News schedules turn politics into a perpetual campaign. News packaging
influences the timing, content and perception of government initiatives. News
frenzies make a superstition out of scientific and medical research. News
polls and statistics create opinion as much as they gauge it. Lost in the
tidal wave of information is our ability to discern truly significant news--
and our ability to recognize and participate in true community._

------
brudgers
When I cared about staying up on current events, I subscribed to _The
Economist_ and read it cover to cover each week [a non-trivial commitment].
Though I'm American, my typical mainstream news source is the BBC website on
my phone. Mostly for I'm there for football though.
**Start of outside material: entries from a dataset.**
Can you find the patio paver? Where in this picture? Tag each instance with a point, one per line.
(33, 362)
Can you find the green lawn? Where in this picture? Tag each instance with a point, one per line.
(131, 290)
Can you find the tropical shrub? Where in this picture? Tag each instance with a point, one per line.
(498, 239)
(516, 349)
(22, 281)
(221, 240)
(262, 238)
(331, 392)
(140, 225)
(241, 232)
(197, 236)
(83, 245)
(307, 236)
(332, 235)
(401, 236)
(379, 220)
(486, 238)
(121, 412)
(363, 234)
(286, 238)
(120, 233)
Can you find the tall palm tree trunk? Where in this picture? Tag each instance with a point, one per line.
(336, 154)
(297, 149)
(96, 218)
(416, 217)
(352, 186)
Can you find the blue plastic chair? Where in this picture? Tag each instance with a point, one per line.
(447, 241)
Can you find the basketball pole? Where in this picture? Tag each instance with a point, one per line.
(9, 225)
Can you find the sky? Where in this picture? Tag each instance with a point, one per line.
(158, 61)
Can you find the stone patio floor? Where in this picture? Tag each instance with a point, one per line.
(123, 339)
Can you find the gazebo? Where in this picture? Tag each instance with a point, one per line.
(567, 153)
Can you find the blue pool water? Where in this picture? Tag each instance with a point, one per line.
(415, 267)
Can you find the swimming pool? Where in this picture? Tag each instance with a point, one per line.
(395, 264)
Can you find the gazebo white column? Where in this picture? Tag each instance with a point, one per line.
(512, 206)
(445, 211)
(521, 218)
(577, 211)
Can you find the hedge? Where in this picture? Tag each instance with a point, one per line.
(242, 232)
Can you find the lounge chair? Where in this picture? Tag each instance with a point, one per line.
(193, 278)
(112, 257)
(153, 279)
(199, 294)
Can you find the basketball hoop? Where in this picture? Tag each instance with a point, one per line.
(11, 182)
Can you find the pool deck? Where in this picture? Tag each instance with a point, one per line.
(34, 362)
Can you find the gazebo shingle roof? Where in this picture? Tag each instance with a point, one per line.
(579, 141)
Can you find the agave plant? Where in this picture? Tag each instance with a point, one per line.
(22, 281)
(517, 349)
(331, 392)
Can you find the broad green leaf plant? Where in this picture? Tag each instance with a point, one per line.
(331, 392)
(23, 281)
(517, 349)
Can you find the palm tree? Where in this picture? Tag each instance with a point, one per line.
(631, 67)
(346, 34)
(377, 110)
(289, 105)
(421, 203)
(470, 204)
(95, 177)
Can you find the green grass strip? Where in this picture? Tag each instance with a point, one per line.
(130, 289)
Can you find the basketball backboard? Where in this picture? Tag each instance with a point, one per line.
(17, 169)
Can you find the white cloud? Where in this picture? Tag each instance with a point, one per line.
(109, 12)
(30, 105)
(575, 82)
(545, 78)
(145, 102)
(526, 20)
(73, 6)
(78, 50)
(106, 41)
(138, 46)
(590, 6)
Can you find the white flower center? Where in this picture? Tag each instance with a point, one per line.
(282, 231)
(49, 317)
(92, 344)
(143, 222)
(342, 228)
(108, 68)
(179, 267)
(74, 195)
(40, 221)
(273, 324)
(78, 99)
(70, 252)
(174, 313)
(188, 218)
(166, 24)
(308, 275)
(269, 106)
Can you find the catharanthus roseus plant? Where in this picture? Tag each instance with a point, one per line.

I've discovered that just about everything important makes it into my bubble
through other channels. Except local news and my beloved follows that.

------
noir-york
I came to the same realisation that most daily news is just ephemeral content
and not worth my time a few months ago. Now my daily routine is to log in once
or twice a day to a select few news (bbc/nytimes/guardian mostly) and just
skim the headlines.

Reporting is commoditised, but analysis is worth paying for in terms of
money/attention. For that I read the weeklies: Economist, Private Eye,
NewYorker, Foreign Affairs, etc.

------
TechHawk
In my experience, you will hear the most important things from your friends,
family or coworkers, so you could just try to not read any news at all. If you
feel like you are missing important things, than I would try to go with a
short daily or weekly digest of the news you care about the most.